Overcoming Grief & Loss
One of the hardest encounters we will face in this life is the lost of someone we love. Overcoming grief is challenging, but when faced with great adversity, it is an opportunity to learn who we are and strengthen our human experience. In 2015 my Grandmother passed away unexpectedly. Our relationship was so special, and when she was called home, I was torn. To this day her death has been the hardest pain I’ve dealt with, but I survived through it. I learned several ways to deal with lost, so I’ll share 7.
1. Understand there’s no remedy To What You Are Feeling
This sounds harsh, but it couldn’t be any truer. Losing a relationship that you will never get back is a sad reality. The pain just means the depths of your love ran deep. Grief is just evidence that you love. People who care about you, but don’t understand grief, will attempt to appease your pain with giving practical advice: Get out the house, know him/her is in a better place, him/her wouldn’t want you to be sad, try not to think about it etc. While they mean well, understand its okay to feel hurt. Everyone grieves in different stages and time frames and only time can truly heal the pain, so be patient with yourself and understand you will always mourn that relationship, and that’s okay.

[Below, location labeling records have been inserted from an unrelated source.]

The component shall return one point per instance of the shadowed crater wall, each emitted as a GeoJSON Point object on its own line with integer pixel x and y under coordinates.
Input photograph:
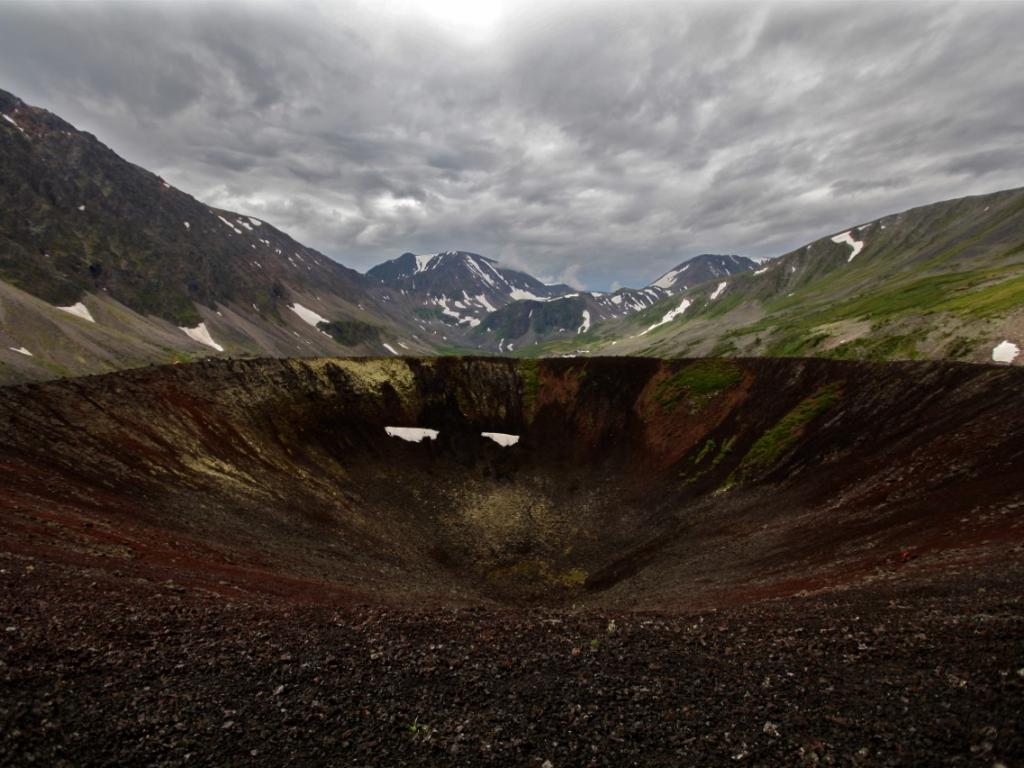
{"type": "Point", "coordinates": [635, 482]}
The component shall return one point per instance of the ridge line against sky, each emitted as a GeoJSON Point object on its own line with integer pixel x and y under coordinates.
{"type": "Point", "coordinates": [594, 143]}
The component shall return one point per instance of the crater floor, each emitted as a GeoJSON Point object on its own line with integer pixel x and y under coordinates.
{"type": "Point", "coordinates": [658, 562]}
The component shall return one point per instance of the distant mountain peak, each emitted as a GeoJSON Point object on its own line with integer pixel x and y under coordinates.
{"type": "Point", "coordinates": [701, 268]}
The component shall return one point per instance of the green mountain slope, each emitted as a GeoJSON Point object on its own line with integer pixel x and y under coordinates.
{"type": "Point", "coordinates": [943, 281]}
{"type": "Point", "coordinates": [152, 273]}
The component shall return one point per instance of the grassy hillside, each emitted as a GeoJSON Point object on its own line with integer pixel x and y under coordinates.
{"type": "Point", "coordinates": [944, 281]}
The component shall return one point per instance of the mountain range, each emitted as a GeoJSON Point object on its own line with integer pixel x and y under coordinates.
{"type": "Point", "coordinates": [104, 265]}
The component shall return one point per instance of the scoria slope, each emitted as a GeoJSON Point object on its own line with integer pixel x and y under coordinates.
{"type": "Point", "coordinates": [633, 482]}
{"type": "Point", "coordinates": [685, 562]}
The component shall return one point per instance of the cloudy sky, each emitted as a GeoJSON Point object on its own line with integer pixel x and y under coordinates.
{"type": "Point", "coordinates": [595, 142]}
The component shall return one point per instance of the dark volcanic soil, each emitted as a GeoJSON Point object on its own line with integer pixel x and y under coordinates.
{"type": "Point", "coordinates": [98, 671]}
{"type": "Point", "coordinates": [760, 562]}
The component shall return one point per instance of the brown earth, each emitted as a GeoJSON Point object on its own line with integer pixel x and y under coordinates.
{"type": "Point", "coordinates": [767, 561]}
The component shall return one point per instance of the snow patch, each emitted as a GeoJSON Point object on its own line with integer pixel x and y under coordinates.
{"type": "Point", "coordinates": [668, 280]}
{"type": "Point", "coordinates": [856, 245]}
{"type": "Point", "coordinates": [517, 294]}
{"type": "Point", "coordinates": [423, 261]}
{"type": "Point", "coordinates": [412, 434]}
{"type": "Point", "coordinates": [585, 326]}
{"type": "Point", "coordinates": [202, 335]}
{"type": "Point", "coordinates": [308, 314]}
{"type": "Point", "coordinates": [671, 315]}
{"type": "Point", "coordinates": [1006, 351]}
{"type": "Point", "coordinates": [229, 225]}
{"type": "Point", "coordinates": [79, 310]}
{"type": "Point", "coordinates": [502, 438]}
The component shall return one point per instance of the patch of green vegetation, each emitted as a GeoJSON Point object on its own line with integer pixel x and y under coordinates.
{"type": "Point", "coordinates": [773, 443]}
{"type": "Point", "coordinates": [698, 383]}
{"type": "Point", "coordinates": [535, 569]}
{"type": "Point", "coordinates": [349, 333]}
{"type": "Point", "coordinates": [958, 348]}
{"type": "Point", "coordinates": [707, 449]}
{"type": "Point", "coordinates": [416, 728]}
{"type": "Point", "coordinates": [723, 347]}
{"type": "Point", "coordinates": [433, 313]}
{"type": "Point", "coordinates": [529, 379]}
{"type": "Point", "coordinates": [724, 451]}
{"type": "Point", "coordinates": [797, 345]}
{"type": "Point", "coordinates": [878, 348]}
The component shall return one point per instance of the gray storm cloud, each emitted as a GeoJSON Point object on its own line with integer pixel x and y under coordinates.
{"type": "Point", "coordinates": [593, 142]}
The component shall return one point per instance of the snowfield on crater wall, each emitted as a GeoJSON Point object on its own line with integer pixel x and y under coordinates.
{"type": "Point", "coordinates": [307, 314]}
{"type": "Point", "coordinates": [1006, 351]}
{"type": "Point", "coordinates": [412, 434]}
{"type": "Point", "coordinates": [79, 310]}
{"type": "Point", "coordinates": [202, 335]}
{"type": "Point", "coordinates": [856, 245]}
{"type": "Point", "coordinates": [502, 438]}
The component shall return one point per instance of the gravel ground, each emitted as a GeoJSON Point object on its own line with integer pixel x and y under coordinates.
{"type": "Point", "coordinates": [100, 671]}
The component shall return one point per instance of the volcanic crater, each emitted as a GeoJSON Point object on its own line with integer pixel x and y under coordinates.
{"type": "Point", "coordinates": [639, 482]}
{"type": "Point", "coordinates": [655, 539]}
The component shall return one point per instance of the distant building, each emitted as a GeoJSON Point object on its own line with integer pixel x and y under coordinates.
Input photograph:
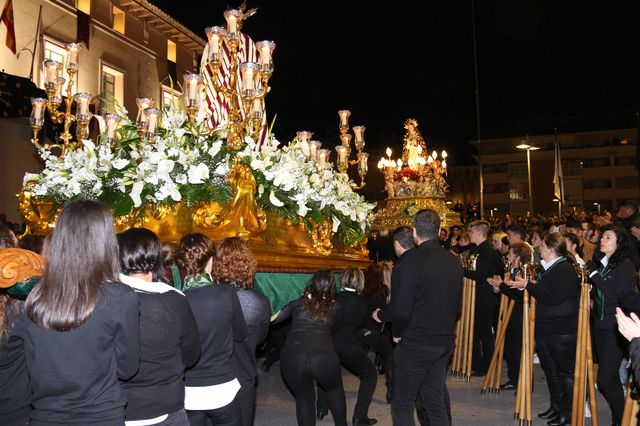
{"type": "Point", "coordinates": [598, 169]}
{"type": "Point", "coordinates": [135, 50]}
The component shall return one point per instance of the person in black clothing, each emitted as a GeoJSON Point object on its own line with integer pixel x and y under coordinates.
{"type": "Point", "coordinates": [309, 353]}
{"type": "Point", "coordinates": [234, 264]}
{"type": "Point", "coordinates": [169, 339]}
{"type": "Point", "coordinates": [376, 293]}
{"type": "Point", "coordinates": [425, 304]}
{"type": "Point", "coordinates": [519, 253]}
{"type": "Point", "coordinates": [488, 264]}
{"type": "Point", "coordinates": [211, 385]}
{"type": "Point", "coordinates": [557, 294]}
{"type": "Point", "coordinates": [613, 277]}
{"type": "Point", "coordinates": [15, 397]}
{"type": "Point", "coordinates": [351, 315]}
{"type": "Point", "coordinates": [80, 327]}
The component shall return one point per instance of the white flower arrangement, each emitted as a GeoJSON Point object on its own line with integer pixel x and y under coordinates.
{"type": "Point", "coordinates": [182, 165]}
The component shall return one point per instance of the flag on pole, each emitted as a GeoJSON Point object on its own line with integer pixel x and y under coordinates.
{"type": "Point", "coordinates": [216, 103]}
{"type": "Point", "coordinates": [7, 19]}
{"type": "Point", "coordinates": [558, 181]}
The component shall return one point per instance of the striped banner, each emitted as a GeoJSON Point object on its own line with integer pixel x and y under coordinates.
{"type": "Point", "coordinates": [216, 103]}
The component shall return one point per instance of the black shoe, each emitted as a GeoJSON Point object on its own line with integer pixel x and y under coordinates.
{"type": "Point", "coordinates": [508, 386]}
{"type": "Point", "coordinates": [560, 420]}
{"type": "Point", "coordinates": [549, 414]}
{"type": "Point", "coordinates": [364, 421]}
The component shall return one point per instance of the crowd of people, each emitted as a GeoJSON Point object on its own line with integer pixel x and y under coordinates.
{"type": "Point", "coordinates": [122, 329]}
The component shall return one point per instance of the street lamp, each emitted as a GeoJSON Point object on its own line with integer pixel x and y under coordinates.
{"type": "Point", "coordinates": [529, 148]}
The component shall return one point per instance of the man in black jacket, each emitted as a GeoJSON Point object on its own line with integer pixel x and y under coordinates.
{"type": "Point", "coordinates": [488, 264]}
{"type": "Point", "coordinates": [426, 296]}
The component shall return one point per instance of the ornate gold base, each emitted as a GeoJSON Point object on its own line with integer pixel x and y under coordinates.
{"type": "Point", "coordinates": [395, 212]}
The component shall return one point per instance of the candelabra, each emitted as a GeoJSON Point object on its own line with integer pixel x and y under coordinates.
{"type": "Point", "coordinates": [247, 81]}
{"type": "Point", "coordinates": [344, 150]}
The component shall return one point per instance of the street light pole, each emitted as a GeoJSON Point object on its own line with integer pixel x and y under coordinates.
{"type": "Point", "coordinates": [529, 148]}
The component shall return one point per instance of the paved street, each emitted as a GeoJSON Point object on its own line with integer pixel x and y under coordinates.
{"type": "Point", "coordinates": [276, 407]}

2. Don’t Feel Pressure To Be Anyone’s Idea of Strong
You will receive a lot of advice, to be strong. The truth is strength looks different to everyone. Strength to some may be not crying at all, for others its not resorting to drugs and alcohol, or it could be just getting up everyday to go to work. Don’t feel pressure to be anyone else’s idea of strong to make them comfortable. Find what keeps you going each day, and don’t conform to the world’s view of strong.

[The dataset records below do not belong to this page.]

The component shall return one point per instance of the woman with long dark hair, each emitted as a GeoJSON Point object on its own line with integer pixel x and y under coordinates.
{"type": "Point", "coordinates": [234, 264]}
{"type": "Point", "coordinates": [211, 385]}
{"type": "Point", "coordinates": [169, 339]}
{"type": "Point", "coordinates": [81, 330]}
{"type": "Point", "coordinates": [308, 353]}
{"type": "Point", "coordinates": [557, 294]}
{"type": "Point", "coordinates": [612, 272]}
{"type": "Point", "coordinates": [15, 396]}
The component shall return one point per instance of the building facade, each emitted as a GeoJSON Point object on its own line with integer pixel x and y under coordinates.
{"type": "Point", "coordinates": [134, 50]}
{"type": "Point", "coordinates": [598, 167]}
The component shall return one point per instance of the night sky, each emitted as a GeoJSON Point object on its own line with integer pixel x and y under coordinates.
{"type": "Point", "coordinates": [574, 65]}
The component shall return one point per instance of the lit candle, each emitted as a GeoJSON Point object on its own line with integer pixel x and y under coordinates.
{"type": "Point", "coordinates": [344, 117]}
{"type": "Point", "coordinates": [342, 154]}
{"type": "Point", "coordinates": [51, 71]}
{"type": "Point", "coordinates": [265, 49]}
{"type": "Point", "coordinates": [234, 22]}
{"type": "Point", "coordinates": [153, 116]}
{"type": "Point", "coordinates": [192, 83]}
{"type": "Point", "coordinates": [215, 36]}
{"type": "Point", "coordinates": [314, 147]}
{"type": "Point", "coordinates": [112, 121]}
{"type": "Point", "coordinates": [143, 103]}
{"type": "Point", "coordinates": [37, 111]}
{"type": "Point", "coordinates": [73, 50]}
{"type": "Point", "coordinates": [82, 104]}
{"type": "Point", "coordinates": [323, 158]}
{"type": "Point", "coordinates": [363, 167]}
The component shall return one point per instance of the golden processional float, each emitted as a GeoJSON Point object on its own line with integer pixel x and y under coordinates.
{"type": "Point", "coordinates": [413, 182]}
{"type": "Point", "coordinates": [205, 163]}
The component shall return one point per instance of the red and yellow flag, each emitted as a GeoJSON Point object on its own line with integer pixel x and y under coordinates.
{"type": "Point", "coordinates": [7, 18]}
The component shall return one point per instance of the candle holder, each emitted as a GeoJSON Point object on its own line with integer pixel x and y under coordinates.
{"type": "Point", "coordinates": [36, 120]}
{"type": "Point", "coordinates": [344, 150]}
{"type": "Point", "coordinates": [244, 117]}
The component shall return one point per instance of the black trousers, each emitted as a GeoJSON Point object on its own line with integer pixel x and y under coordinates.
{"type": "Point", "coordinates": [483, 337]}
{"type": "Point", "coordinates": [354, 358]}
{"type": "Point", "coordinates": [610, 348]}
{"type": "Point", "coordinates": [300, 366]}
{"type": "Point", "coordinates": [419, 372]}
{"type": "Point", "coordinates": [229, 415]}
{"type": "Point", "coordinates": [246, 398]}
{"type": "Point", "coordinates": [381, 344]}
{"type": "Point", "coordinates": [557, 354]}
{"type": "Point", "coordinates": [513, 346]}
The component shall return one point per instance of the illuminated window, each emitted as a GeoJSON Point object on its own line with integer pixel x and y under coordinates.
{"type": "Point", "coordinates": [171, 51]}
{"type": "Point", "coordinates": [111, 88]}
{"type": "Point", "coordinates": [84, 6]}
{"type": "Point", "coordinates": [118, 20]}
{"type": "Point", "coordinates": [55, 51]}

3. Surround Yourself With Loved Ones
Obviously you wouldn’t want to be alone in such difficult times right? Wrong. The temptation to be by yourself will come. But you should surrounded yourself with those who love you and hurt with you. Funerals are hard, but give they you the opportunity to share your memories, emotions, anger, etc with family and friends who can truly empathize with your pain. It is a sensitive time, so while alone time is important, there will be plenty of time for it. Surrounding yourself with loved ones is essential to overcoming grief.
4. Don’t Pick Up Bad Habits
You ever suffered a hard break up? Death of a loved one feels like that times 10. You’ll want to fall into old bad habits or pick up new ones. Addictions that are comfortable to you: sex, alcohol, drugs, self harm, jumping back into unhealthy relationships, isolation etc. The pain should never be an excuse to self destruct.
Your comfort can come in other forms, such as investing in causes your lost loved one was passionate for, fulfilling an accomplishment they’d be proud of you for. For me it was graduating college and starting my own magazine. My grandmother was elated at the idea of attending her first college graduation. And while her absence as I walked across the stage was a disappointment to say the least, it was her sacrifices that brought me to that point. You must lose the bad habits, and when the pain no longer takes lead in your life, you’ll be proud you didn’t give up on your own purpose.
5. Give Yourself Time To Grieve
While each person grieves in different stages and in different ways, give yourself time to cry, be angry, etc. Depending on your situation there may be others that depend on you to be strong or you might just have too much pride. Whatever the situation, don’t hold back. Cry, mourn, write, paint, record, the key is to release the pain. And nothing brings more comfort then doing your God given talents.
When you hold back, you’re only postponing the grief. It will come out in greater ways, irritability and aggression toward others. Allowing yourself to feel, will bring the healing necessary to continue.
6. Find Purpose in Pain
The hardest one on this list is Finding Purpose in pain. Grief is hard but believe it or not there are strong life lessons that come with it. For me it was empathy. I’d never experience hurt to that extent. And I knew that I wasn’t alone, I could only imagine the hurt that others experience on the day to day. It helped me to empathize with others on a greater scale–a life lesson that has helped me to become a better daughter, sister, friend and person.
7. Be Patient With yourself
Time doesn’t necessarily mean you won’t hurt. But time certainly gives opportunity to heal and subdue the pain. You should expect to experience the the stages of grief, denial, anger, bargaining, depression and acceptance. As mentioned the time in which you will experience pain will be different for everyone, so don’t compare your journey to others.
Remember there is no formula to overcoming grief, but hope and healing wills always come.